Queridos diocesanos:
En la plegaria comúnmente llamada “oración sacerdotal”, que San Juan recoge en su evangelio, Jesús ruega encarecidamente al Padre por sus discípulos y por todos aquellos que, por la palabra de ellos, abrazarán la fe cristiana a lo largo de los siglos. Jesús pide “para que todos sean uno, como tú, Padre, en mí, y yo en ti, que también ellos sean uno en nosotros, para que el mundo crea que tú me has enviado” (Jn 17, 21). El mismo Señor presenta la unidad de los que a lo largo del tiempo creerán en él como una condición para que el mundo entero lo reciba como el enviado de Dios.
Resulta más que oportuno recordar las palabras del Señor cuando da inicio la Semana de Oración por la Unidad de los Cristianos (18-25 de enero). Nos servirán de acicate para intensificar nuestra petición y la de toda la Iglesia, que se une a la que Jesús hizo al Padre en la Última Cena.
La unidad de los cristianos es fruto sobre todo de la oración; es don de Dios y no fruto de nuestras solas fuerzas, resultado de nuestra mera voluntad de comunión por intensa que ella sea. Ruego pues que en todas las parroquias y comunidades cristianas de la diócesis se pida de manera especial por la unión de todos los cristianos en los días que van del 18 al 25 del mes en curso. Esa oración puede concretarse en alguna de las intenciones de la oración de los fieles en la Santa Misa, en el rezo del Santo Rosario y en la adoración eucarística, esté o no establecida oficialmente en ellas.
La unión de los cristianos, firmemente apoyada en la fe en la eficacia de la oración, ve allanado su camino cuando se profesa sincera estima y aprecio por los hermanos de las distintas Iglesias y Comunidades cristianas. No son, en modo alguno, enemigos nuestros, sino, más bien, hermanos en la fe en Jesucristo, aunque sigan existiendo diferencias y desacuerdos en puntos de doctrina y disciplina. Las muestras de respeto cordial son pasos que conducen por el camino de la unidad a quien las ofrece y a quien las recibe. La división entre quienes confesamos a Cristo como el Señor, salvador del género humano, constituye una herida infligida al Cuerpo místico de Cristo y debemos verla y vivirla como tal, pues “contradice abiertamente la voluntad de Cristo, es un escándalo para el mundo y daña a la causa santísima de la predicación del Evangelio a todos los hombres” (Concilio Vaticano II, Decreto sobre el Ecumenismo, n. 1).
La Iglesia instituida por Cristo, confiada a los Apóstoles y sólidamente asentada sobre Pedro, humilde pescador de Galilea, ha sufrido a lo largo del tiempo divisiones y escisiones.

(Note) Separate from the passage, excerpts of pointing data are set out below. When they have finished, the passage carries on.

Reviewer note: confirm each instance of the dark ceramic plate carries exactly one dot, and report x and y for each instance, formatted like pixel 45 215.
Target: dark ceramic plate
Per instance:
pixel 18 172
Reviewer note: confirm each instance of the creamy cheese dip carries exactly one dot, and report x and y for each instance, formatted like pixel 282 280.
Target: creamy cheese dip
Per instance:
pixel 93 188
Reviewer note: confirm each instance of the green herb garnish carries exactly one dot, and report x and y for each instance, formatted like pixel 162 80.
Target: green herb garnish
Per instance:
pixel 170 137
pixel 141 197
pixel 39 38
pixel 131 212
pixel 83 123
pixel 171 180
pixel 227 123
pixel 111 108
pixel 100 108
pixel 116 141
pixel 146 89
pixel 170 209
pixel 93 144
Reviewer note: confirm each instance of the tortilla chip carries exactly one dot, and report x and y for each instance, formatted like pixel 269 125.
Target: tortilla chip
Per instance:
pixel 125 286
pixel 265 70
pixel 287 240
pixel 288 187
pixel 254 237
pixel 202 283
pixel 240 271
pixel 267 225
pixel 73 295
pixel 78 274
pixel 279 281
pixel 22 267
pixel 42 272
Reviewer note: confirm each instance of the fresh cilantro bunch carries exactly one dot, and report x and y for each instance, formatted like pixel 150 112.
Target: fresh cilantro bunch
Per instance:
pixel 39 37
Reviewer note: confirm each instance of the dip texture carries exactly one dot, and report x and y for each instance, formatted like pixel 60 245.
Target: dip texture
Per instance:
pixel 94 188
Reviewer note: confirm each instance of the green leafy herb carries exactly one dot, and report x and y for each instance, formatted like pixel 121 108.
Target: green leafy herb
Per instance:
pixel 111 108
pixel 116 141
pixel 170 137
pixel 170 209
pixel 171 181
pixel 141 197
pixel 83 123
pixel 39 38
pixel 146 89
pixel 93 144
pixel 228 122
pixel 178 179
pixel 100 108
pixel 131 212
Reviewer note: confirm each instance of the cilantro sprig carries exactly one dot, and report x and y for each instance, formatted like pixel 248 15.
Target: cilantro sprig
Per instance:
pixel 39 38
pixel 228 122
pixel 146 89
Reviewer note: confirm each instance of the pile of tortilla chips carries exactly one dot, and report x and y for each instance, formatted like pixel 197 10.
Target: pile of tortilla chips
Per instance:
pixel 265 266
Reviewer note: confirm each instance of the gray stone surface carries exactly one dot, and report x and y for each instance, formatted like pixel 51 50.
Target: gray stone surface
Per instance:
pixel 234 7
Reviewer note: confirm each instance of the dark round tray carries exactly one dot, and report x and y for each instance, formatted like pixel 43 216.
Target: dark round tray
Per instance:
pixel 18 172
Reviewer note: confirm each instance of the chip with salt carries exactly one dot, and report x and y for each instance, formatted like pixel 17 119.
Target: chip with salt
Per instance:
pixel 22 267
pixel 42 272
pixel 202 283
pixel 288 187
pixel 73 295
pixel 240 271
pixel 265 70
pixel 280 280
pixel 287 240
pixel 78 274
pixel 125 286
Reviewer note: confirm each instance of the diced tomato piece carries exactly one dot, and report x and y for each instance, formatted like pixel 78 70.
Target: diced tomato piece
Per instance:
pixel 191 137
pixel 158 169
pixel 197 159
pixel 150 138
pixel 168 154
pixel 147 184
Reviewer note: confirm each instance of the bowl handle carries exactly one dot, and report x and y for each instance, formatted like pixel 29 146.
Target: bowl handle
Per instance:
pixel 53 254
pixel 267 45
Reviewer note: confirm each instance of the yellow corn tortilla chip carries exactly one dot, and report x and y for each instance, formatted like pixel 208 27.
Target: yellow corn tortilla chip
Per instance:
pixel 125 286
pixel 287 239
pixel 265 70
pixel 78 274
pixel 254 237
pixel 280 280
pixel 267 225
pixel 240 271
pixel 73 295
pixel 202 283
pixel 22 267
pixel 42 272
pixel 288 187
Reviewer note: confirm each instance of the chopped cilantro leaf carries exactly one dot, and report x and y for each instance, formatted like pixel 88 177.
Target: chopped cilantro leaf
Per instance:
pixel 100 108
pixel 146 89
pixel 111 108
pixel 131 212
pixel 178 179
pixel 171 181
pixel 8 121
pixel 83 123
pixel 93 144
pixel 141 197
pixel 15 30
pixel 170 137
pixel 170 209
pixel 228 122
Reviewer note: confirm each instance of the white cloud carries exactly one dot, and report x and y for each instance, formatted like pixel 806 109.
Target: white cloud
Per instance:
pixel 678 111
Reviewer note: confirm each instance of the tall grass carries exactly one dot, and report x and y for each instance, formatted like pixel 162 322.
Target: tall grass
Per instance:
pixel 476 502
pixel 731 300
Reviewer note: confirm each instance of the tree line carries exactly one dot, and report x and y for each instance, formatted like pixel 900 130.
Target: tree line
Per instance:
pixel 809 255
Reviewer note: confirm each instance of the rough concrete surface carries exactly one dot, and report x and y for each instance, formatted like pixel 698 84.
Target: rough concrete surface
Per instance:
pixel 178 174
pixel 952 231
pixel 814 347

Estas, no obstante, no han destruido todos los vínculos que unen a los cristianos. Gracias a la fe en Cristo y al Bautismo recibido están constituidos en una cierta comunión, aunque imperfecta, con la Iglesia edificada sobre la roca de Pedro, por más que existan impedimentos que se oponen a la plena comunión. Pero los vínculos que nos unen son numerosos y muy importantes, y son elementos constitutivos de la Iglesia: “la Escritura, la gracia, la fe, la esperanza y la caridad, y otros dones interiores del Espíritu Santo y los elementos visibles” (ibídem, n. 3). De ahí que, como afirma el Concilio, la Iglesia y las Comunidades separadas no están desprovistas de “sentido y valor” en el misterio de la salvación, y el “Espíritu de Cristo no rehúsa servirse de ellas como medios de salvación, cuya virtud deriva de la misma plenitud de gracia y de verdad que fue confiada a la Iglesia católica” (ibidem). Por todo ello, los así llamados hermanos separados, “justificados en el bautismo por la fe, están incorporado a Cristo y, por tanto, con todo derecho se honran con el nombre de cristianos, y los hijos de la Iglesia católica los reconocen con razón, como hermanos en el Señor”, (ibídem).
Pidamos todos en estos días para que las causas de la división desparezcan y la unión de todos los cristianos sea pronto una gozosa realidad.
¡Feliz domingo a todos!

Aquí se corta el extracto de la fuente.